When considering Indy’s shopping legacy, many think of longtime institutions, L. S. Ayres, William. H. Block’s, or Wasson’s. While those venerable names are still remembered fondly by many, other retailers offered similar experiences and had a fine reputation not only in the circle city, but across the country. Unfortunately, many stores did not survive the Great Depression. One of those was the Selig Dry Good Company, which offered fine women’s apparel and other items from 1890 until disbanding in 1932.
In 1908, the store moved into the high rent retail district along West Washington Street. After the move, the store stopped operating as a general dry-goods department store and began specializing in high-end women’s fashion. Business must have been good since, in 1914 the store bought out the Henry Huder drug store located at 22 West Washington Street to expand its offerings. Advertising during the time boasted the finest in women’s fashion, comparable offerings to the likes of what you’d find in New York City or Philadelphia.
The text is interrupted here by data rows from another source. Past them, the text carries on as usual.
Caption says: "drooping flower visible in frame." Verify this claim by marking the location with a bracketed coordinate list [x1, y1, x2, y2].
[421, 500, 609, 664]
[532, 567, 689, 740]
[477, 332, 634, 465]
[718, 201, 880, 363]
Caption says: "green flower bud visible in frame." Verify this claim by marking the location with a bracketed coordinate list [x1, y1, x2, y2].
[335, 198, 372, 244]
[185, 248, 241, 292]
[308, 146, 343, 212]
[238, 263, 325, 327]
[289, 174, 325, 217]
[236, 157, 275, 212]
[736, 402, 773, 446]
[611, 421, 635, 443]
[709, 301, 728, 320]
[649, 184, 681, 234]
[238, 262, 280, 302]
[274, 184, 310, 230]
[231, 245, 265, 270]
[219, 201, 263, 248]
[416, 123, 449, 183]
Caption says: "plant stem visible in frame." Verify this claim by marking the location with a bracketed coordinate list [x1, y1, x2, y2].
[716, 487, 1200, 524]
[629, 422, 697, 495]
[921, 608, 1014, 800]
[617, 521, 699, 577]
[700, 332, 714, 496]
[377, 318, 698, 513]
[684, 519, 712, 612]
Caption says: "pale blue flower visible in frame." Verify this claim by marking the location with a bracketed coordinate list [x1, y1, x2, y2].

Tragedy struck the Selig family over the next decade, with son, Sidney passing away in 1919, followed shortly thereafter by patriarch, Moses. Despite these setbacks, a grand remodeling was undertaken. The original structure was demolished, and a grand seven-story building sprang up on the same site. The store temporarily relocated to South Meridian Street. During that time, Herbert, the last remaining Selig son, passed away, leaving the store in the hands of the widow, Mrs. Moses Selig and a Mr. Hahn. The store celebrated its 37th anniversary in grand fashion in 1927, with a large birthday cake that set Washington Street ablaze with light.
In 1930, Samuel Hahn retired amid an illness and turned the reigns over to Grover Millet; however, by this point, the Depression loomed large in the life of the typical Indianapolis consumer. The store went in to receivership and was gone for good by 1932. In 1933, the building became the longtime home of Morrison’s Women’s Apparel. By the 1970’s, the former store stood vacant. Things got livelier for the building again in the early 1980’s, as the city tried to acquire the entire block where Selig’s Building stood from the Goodman family, owners of Goodman Jewelers. During this time, many art shows and performances were staged on the upper floors, while plans to build Circle Centre north of Washington were scrapped. The Selig’s Building interior was remodeled into office space. Today the ground floor serves as the longtime home of Rock Bottom Restaurant & Brewery.